Question: Who is the founder of Hinduism?
Hinduism actually has no single founder as far as the modern history is concerned. The ancient scriptures of India claim the religion is originally established by God Himself (dharman tu sakshad bhagavat pranitam).
From the scriptural viewpoint, this religion or dharma, manifests after every creation by the will of the Lord. After the present cyclical creation, the Supreme Lord Narayana instructed the first living entity within the universe, Brahma, in the matters of religion. Brahma in turn instructed this same science to his son, Narada, who in turn passed this knowledge on to his disciple Vyasa Mahamuni. In this way the ancient religion has been passed down in a chain of disciplic succession directly from God for countless millions of years.
This Vedic religion is therefore known as sanatana dharma, or the “eternal religion”, for it predates all man-made conceptions of time and space. We should not confuse this sanatana dharma with any sectarian religious faith, for the true sanatana dharma is the very function of the soul, as inseparable as liquidity from water.

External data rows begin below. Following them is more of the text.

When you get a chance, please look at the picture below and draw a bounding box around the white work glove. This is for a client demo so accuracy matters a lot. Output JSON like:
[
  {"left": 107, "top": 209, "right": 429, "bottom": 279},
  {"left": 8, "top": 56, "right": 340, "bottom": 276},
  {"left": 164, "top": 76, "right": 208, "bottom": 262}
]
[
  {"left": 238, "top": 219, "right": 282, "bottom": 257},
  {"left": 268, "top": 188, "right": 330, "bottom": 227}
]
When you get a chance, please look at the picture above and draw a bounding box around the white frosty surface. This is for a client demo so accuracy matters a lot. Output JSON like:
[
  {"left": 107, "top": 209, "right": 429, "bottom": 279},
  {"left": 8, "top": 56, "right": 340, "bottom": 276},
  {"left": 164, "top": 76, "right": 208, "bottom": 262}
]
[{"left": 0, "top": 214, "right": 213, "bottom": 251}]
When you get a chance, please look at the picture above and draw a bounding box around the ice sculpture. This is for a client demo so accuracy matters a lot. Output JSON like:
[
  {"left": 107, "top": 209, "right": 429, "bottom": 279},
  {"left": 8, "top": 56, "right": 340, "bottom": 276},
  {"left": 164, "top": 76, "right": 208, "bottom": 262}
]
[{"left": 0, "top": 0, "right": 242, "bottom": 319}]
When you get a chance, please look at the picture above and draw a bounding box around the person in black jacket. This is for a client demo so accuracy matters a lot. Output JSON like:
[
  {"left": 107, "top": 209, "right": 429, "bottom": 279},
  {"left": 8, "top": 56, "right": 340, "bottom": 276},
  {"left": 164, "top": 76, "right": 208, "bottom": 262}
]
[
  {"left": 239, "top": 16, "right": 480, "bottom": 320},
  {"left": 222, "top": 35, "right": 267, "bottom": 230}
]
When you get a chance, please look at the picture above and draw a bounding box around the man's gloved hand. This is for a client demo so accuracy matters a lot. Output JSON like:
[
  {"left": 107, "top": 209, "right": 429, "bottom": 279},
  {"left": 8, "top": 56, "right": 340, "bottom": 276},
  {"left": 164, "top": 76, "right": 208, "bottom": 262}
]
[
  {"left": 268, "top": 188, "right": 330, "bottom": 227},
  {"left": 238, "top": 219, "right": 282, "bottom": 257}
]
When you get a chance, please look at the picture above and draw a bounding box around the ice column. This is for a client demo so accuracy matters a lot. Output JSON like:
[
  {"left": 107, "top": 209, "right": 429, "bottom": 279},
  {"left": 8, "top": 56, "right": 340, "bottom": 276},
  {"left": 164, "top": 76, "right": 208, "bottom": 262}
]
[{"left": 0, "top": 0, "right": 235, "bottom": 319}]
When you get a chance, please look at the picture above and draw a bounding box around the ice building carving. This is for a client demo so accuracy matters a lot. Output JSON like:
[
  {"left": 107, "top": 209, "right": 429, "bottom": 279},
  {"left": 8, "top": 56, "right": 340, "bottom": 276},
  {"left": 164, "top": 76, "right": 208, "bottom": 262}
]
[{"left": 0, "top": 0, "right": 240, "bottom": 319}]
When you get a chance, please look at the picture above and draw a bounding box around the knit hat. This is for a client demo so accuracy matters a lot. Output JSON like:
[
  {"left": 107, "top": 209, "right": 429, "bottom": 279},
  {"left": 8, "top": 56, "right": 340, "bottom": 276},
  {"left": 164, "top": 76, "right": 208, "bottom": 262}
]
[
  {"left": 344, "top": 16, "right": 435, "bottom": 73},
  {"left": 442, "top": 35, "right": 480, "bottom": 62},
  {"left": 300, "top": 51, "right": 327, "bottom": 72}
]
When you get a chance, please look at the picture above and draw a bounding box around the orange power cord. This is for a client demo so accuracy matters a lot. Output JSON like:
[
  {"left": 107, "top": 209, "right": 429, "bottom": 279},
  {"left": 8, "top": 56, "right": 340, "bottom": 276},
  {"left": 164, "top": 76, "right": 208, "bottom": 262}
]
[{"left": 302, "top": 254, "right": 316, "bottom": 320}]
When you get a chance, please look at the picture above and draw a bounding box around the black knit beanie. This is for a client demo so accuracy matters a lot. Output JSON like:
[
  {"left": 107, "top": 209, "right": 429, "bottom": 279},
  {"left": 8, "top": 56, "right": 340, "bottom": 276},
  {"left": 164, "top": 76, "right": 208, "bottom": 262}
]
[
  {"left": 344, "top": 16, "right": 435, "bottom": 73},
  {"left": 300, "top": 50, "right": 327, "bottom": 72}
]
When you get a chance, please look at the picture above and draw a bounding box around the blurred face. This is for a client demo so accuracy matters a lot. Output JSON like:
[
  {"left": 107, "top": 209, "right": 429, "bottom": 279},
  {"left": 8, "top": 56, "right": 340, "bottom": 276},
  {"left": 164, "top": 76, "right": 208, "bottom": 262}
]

The modern word “Hinduism” is a term developed approximately 700 years ago by the Muslim invaders of India. There was a river by the name Sindhu, which was mispronounced by the invaders as Hindu. All people living beyond that river, regardless of their religious beliefs, were called as Hindus. Thus some may mistakenly conclude that it is possible to trace out the historical origins of the ancient religion of India based on the historical use of this word.
We should know that in the ancient “Hindu” scriptures we will not find the word Hindu mentioned even a single time, but instead we will find the words sanatana-dharma (eternal religion), vaidika-dharma (religion of the Vedas), bhagavata-dharma (religion of God), etc. This dharma is ever fresh and eternal. It is stated in the Vedic scriptures that whenever this message of dharma is lost, God Himself will incarnate to reestablish it:
yada yada hi dharmasya
glanir bhavati bharata
tadatmanam srijamy aham
“Whenever and wherever there is a decline in religious practice, O descendant of Bharata, and a predominant rise of irreligion – at that time I descend Myself to reestablish it.” (Bhagavad Gita 4.7)
One such incarnation of the Supreme was that of Lord Krishna, who appeared 5,000 years ago to reestablish dharma by speaking the Bhagavad Gita on the battlefield of Kurukshetra.
In the Vedic history, there are countless saints who have come and propagated the ancient teachings found in the Vedic literatures, but none can be called as the founder. Each one was a disciple of another guru, and each one was passing on the same knowledge as had been taught to him by his guru. This is the Vedic system – there is no founder, because everyone is first and foremost a disciple. Dharma cannot be man-made, for it is defined as the direct instructions of God – dharman tu sakshad bhagavat pranitam.